Background: Physical activity can prevent or delay many obesity-associated diseases. Even though reduction in fat mass clearly is health promoting, beneficial effects of physical activity are also observed regardless of weight change. This suggests additional mechanisms linking physical activity and health status. The recent discovery that contracting muscles secrete peptides (named myokines) has put forward a hypothesis suggesting that working muscles regulate the systemic metabolism through humoral signaling. This may be an important mechanism involved in the beneficial health effects of physical activity. To investigating physical activity on molecular levels, in vitro models of exercise, such as cell cultures of skeletal muscles, is greatly beneficial.
Objectives: This thesis had two major objectives. The first objective was to optimize a protocol for differentiation of human skeletal muscle cells in culture by manipulating experimental conditions, and subsequently evaluate cell morphology and molecular aspects. I aimed to investigate which serum type (HS, FBS, UG) and concentrations that provided highest degree of differentiation, and also to investigate the effect of dexamethasone and insulin. Additionally, I aimed to characterize molecular aspects of cells differentiating in the most promising media. The second objective was to identify and characterize expression of myokines during in vitro myogenic differentiation. I aimed to investigate mRNA expression and secretion of both known and potential myokines.

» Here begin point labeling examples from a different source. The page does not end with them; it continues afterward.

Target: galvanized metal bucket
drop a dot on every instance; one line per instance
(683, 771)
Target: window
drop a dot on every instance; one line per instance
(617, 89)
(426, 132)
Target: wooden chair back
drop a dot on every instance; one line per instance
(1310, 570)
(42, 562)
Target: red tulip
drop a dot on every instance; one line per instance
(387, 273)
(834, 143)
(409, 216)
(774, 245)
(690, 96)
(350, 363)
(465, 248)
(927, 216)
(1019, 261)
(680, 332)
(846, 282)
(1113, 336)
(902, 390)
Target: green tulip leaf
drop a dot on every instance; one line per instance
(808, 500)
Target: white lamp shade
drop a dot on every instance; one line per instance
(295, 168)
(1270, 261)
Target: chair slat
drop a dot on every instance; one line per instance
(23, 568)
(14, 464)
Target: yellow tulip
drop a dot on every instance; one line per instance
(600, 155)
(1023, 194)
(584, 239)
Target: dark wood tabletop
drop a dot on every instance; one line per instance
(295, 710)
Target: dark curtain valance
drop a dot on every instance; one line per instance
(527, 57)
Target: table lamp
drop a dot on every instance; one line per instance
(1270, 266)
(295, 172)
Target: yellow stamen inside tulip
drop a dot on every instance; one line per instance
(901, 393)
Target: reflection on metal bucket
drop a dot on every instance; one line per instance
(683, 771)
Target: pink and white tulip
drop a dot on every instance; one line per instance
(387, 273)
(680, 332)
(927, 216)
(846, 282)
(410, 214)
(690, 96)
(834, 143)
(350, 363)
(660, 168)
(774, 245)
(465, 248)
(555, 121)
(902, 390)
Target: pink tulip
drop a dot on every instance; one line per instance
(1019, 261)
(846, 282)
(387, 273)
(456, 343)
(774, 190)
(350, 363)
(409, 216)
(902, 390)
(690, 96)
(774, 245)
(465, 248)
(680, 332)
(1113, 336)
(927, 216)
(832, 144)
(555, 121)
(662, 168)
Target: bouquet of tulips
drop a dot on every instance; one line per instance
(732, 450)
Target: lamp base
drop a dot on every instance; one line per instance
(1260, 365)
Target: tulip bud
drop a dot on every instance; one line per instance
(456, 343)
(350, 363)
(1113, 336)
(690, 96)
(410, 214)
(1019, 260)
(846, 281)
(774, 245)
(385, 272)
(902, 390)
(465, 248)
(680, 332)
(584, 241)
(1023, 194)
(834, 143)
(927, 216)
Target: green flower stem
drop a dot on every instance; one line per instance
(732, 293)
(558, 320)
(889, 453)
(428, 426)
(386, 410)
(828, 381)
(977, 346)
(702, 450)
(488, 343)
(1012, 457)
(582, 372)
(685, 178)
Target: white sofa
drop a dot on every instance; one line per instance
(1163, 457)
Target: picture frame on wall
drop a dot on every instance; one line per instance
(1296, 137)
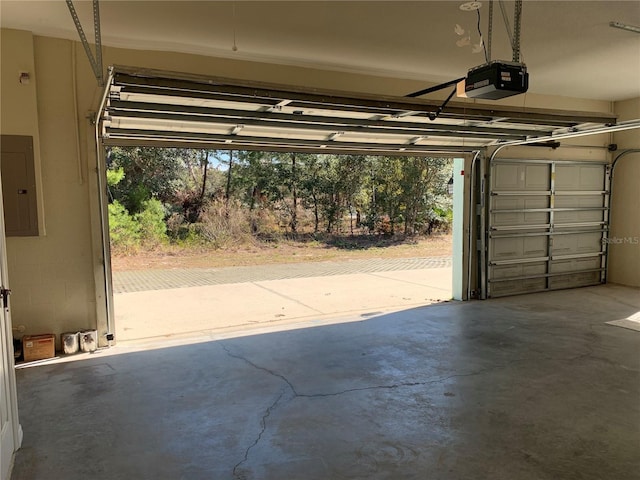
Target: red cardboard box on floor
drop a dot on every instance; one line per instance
(38, 347)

Results: 1) Romanowsky staining was established and used to calculate a fusion index in order to determine the degree of differentiation in the muscle cell cultures. 2) HS at concentration of 0.5 and 1.0 % showed the best differentiation, but with no statistically significant difference from the other media. 3) Dexamethasone in higher doses inhibited differentiation, whereas increasing concentration of insulin in SFM promotes a tendency towards lower differentiation. 5) mRNA expression of PAX7 was reduced during differentiation of myoblasts in 1.0 and 2.0 % HS, while myogenin, myosin, alpha-actin, PGC1α and GLUT4 were increased. There was no differences between these concentrations of HS, but in SFM and the proliferation medium the gene profile was substantially different. Protein content of myosin and actin increased with differentiation, reaching the highest level on day 7 of differentiation. 6) mRNA expression of the myokines FNDC5, ANGPTL7 and PEDF strongly increased during differentiation, whereas PLAU decreased. Expression of IL-8 showed a minor change, and adiponectin was not detected. Secretion of PLAU and PEDF proteins in to the medium corresponded well with the mRNA expression pattern.
Conclusions: I have found that myoblasts differentiated for 7 days in 1.0 % HS result in well-differentiated muscle cell cultures, exhibiting at best 67 % of all nuclei inside of multinucleated myotubes. All serum-reduced media showed mRNA expression pattern corresponding to the expected changes during differentiation, but it is not possible to draw any conclusions regarding differences between 1.0 and 2.0 % HS. Furthermore, mRNA and protein expression kinetics of myosin and actin reached highest level on day 7, suggesting the cell culture to be most muscle-like at this stage. Finally, I observed distinct mRNA expression dynamics of several myokines during differentiation, and secretion of PLAU and PEDF in to the medium.